I aggressively disagree with any computer design decisions that detract from ergonomics or health, and nowhere does this continue to remain bafflingly true than audio output. Strap in, I’m about to get a bit ranty!

If we encounter an unwanted audio signal emanating from our computers, especially an uncomfortably-loud one over headphones, we should immediately be able to terminate it. No exceptions. If there is any latency whatsoever between us hitting a mute button and the audio not cutting out, the hardware or software has failed. Crypton Future Media’s Hatsune Miku wouldn’t tolerate latency with her headphones, and neither should we.

I was in a conference call last Friday where I’d adjusted the volume up to compensate for the client’s quiet microphone, only to be audibly shot in the ears by an auto-playing video on a website. There is a lot of problematic stuff to unpack there, much of which is not the fault of the audio hardware or OS. But shocked in the moment, I hit the mute button on my MacBook Pro Touchbar, and it took a solid two seconds for it to register. My ears were ringing throughout the whole call. This is unacceptable.

Well-engineered mute buttons on keyboards shouldn’t need to go to software, they should immediately send a signal to the motherboard’s DAC—ideally on a separate wire or connection—to say terminate this signal.
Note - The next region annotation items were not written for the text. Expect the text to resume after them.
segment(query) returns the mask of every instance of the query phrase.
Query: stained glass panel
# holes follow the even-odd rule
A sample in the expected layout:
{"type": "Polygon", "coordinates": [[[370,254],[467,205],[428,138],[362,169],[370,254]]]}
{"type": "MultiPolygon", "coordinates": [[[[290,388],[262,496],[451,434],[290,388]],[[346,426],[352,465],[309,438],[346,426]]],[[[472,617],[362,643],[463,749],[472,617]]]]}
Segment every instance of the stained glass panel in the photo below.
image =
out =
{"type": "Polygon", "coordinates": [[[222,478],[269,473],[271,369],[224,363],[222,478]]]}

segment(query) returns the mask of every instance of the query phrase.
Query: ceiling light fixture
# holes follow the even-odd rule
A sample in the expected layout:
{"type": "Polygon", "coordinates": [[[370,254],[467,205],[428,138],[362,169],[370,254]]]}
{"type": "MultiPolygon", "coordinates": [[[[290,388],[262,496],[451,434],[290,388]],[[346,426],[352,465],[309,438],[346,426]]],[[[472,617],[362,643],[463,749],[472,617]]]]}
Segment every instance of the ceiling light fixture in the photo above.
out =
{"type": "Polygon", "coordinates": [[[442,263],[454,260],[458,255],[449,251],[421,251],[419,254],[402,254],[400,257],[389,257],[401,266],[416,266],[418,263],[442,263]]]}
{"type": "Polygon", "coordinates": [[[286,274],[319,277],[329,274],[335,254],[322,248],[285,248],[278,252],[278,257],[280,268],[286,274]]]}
Then it’s less of a concern if it takes the OS a few seconds to react to the change, because our ears have been spared.

The just ackchyually crowd would don their Captain Obvious capes and brightly-coloured underwear to proclaim that people could just unplug their headphones, or rip them off ones head when suddenly inundated with loud audio. Sure, and if you start getting electric shocks from your keyboard you could just use an external one, bro. Or if you get your hand caught in a mixer, just use your other hand, that’s why you have two of them. There are so many reasons why this dismissive attitude is specious, but even if it weren’t, it would still take more physical effort than a button. And if a mute button doesn’t fulfill the function for which it’s labelled and designed, what’s the point of it? But then, these people know all that, they’re just being obtuse.

We have valid privacy arguments advocating for physical Wi-Fi, camera, and microphone buttons; I’d say audio should be voiced in these discussions too. They should be heard. Sound ideas should be reverberated. Miku.